Tuesday June 19, 2012
Robust demand for bonds in M'sia
By DALJIT DHESI
daljit@thestar.com.my
PETALING JAYA: Industry observers are positive on the local bond market, saying the trimming of foreign investors' holding of ringgit-denominated debt is a temporary phenomenon amid the worsening eurozone sovereign debt crisis.
Bond Pricing Agency Malaysia Sdn Bhd (BPAM) CEO Meor Amri Meor Ayob said in essence, it was the credit quality of the assets that mattered most in times of heightened uncertainties.
As long as the contagion risk of the eurozone sovereign debt crisis was contained, he said the demand for local bonds would remain healthy going forward. However, he added yields or cost of funds would not deviate too much from the current levels.
“With Malaysia being one of the few countries in Asia-Pacific that has not begun easing its monetary policy unlike China and Australia which had cut their benchmark interest rates by 25 basis points (bps), our interest rates remained on the high side when compared to many other regional peers. This will be attractive once the risk appetite starts to pick up in the future.
“With the relatively high savings rate among its people and adequate foreign reserves, Malaysia can withstand much stronger external shocks, especially when coupled with its prudent monetary policy as well as fiscal discipline practices. As a result, the ringgit bond yields will most likely remain well bid in the near future,” he told StarBiz.

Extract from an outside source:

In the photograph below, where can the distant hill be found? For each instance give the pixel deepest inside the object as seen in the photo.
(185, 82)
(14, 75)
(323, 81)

According to Bank Negara figures, foreign investors trimmed holdings of ringgit denominated debt in April to RM185.6bil from an all-time high of RM191.2bil in March, the first reduction this year. Investments were still 7% higher than RM173.1bil a year earlier.
Meor said the local bond market was expected to remain resilient despite these external headwinds, underpinned by strong domestic institutional support, at least until the eurozone sovereign debt crisis starts to show signs of abating.
This was evidenced by the decrease in Malaysian Government Securities (MGS) yield levels by 7bps to 21bps across various tenures (between three years and 20 years) since April, he said.
Growth drivers for bonds this year, he said, would depend on the pump priming measures implemented by the government under the Economic Transformation Programme, such as the much anticipated My Rapid Transit sukuk anticipated some time during the year.
Malaysian Rating Corp Bhd (MARC) CEO Mohd Razlan Mohamed felt the magnitude of the “trimming” of holdings of ringgit bonds by foreign investors was not that pronounced, adding that it was premature to conclude this would be a continuing trend.
He said the yields for MGS and private debt securities (PDS) should remain attractive relative to risk as compared with most of the developed nations. Razlan said the rating agency was also mindful that foreign investor demand for ringgit bonds was affected by exchange rate expectations.
The demand for ringgit bonds/sukuk he said was not driven by foreign investors as the flush liquidity in the country's domestic banking and capital markets continued to support the ability of the market to absorb new supply of PDS.
Despite the negative global economic situation, Razlan said the outlook of bonds/sukuk issuance in Malaysia remained positive this year, noting that the domestic bond pipeline would be sustained by corporate spending and new infrastructure projects.